Install a Heated Wood Floor
Here’s an efficient system for heating new oak flooring.
By Rob Robillard
Installing an electric floor heating system under a hardwood floor is a great way to add warmth and comfort to any room. It’s also a fairly simple process because there are no vents, ducts, pipes or radiators involved.
I like using electric radiant heat because, simply put, it heats really well. A radiant heat system heats the entire room from the floor up, resulting in heat that is consistent throughout the room. The heat produced by the system also reduces humidity and draftiness, which results in fewer dust mites and allergens in the air.
Electric Radiant Heat Solves Remodeling Problems
On one recent remodel, I was updating an unheated four-season porch with three exterior walls, a roof above, and a crawlspace beneath. The client had their HVAC contractor try to access the porch for heat, but all they were able to do was split an existing heating duct to get some heat into the porch. Unfortunately this was not enough, and the porch was still cold. They turned to me for help.
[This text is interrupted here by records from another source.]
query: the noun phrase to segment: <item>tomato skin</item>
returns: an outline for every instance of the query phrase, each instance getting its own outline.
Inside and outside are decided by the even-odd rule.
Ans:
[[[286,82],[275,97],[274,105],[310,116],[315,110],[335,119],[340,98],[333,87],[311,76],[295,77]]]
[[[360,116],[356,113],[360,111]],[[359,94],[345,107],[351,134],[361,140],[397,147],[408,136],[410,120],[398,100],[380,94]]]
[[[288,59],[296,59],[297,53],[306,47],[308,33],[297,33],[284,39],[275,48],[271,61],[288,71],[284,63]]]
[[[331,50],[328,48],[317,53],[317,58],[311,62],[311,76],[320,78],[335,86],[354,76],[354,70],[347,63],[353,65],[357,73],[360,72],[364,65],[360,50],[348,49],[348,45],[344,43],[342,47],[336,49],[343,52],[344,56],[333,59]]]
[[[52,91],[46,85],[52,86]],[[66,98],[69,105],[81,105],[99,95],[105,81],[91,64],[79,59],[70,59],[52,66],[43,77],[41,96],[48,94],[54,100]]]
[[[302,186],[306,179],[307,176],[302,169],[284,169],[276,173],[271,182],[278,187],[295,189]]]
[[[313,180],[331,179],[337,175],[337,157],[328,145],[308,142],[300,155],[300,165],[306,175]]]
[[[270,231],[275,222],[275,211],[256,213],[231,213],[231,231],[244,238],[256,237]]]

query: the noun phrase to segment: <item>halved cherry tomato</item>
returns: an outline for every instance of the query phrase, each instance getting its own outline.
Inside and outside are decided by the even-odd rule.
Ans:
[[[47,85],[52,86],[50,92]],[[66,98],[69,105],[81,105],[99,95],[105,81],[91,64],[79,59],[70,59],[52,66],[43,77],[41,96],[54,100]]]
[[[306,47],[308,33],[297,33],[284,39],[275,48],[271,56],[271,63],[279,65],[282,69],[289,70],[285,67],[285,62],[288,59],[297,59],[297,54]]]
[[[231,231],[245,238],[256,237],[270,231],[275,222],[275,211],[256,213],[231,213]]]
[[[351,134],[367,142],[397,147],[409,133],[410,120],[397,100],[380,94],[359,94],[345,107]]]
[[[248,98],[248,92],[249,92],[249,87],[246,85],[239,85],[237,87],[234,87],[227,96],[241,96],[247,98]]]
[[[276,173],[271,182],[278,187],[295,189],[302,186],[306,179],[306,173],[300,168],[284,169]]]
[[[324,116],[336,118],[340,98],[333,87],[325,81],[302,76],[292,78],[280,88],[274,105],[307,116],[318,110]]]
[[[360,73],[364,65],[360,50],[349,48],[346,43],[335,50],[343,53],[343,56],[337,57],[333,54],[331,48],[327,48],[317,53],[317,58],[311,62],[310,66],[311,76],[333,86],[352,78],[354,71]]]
We chose to use the Warmup Inc. “Loose Wire Heating System” (NADWS) paired with the company’s new programmable 4iE thermostat. Using the Warmup system, we were able to offer our clients the ability to continue their hardwood flooring into the adjacent porch, and add heating comfort. The result was a luxurious warm floor, and the benefit of a maintenance-free heating system completely hidden under the hardwoods.
Moisture and Temperature: Common Misconceptions
Radiant heat, whether water-based or electric, does not affect wood floors. Only moisture can negatively impact wood and cause it to contract, resulting in floor cracks. Temperature has little impact on wood floors; it is therefore completely safe to use radiant heat with wood.
It is common to confuse the effects of moisture and temperature on wood. Temperature only has an impact at very high levels, while even moderate amounts of moisture can hurt a wood floor.
Controlling Crawlspace Moisture Issues
Because the porch was built over a dirt floor and adding a concrete subfloor was not in the budget, we knew we would have to control for moisture. So the first thing we did was close the crawlspace vents and apply closed-cell spray to the underside of the floor system.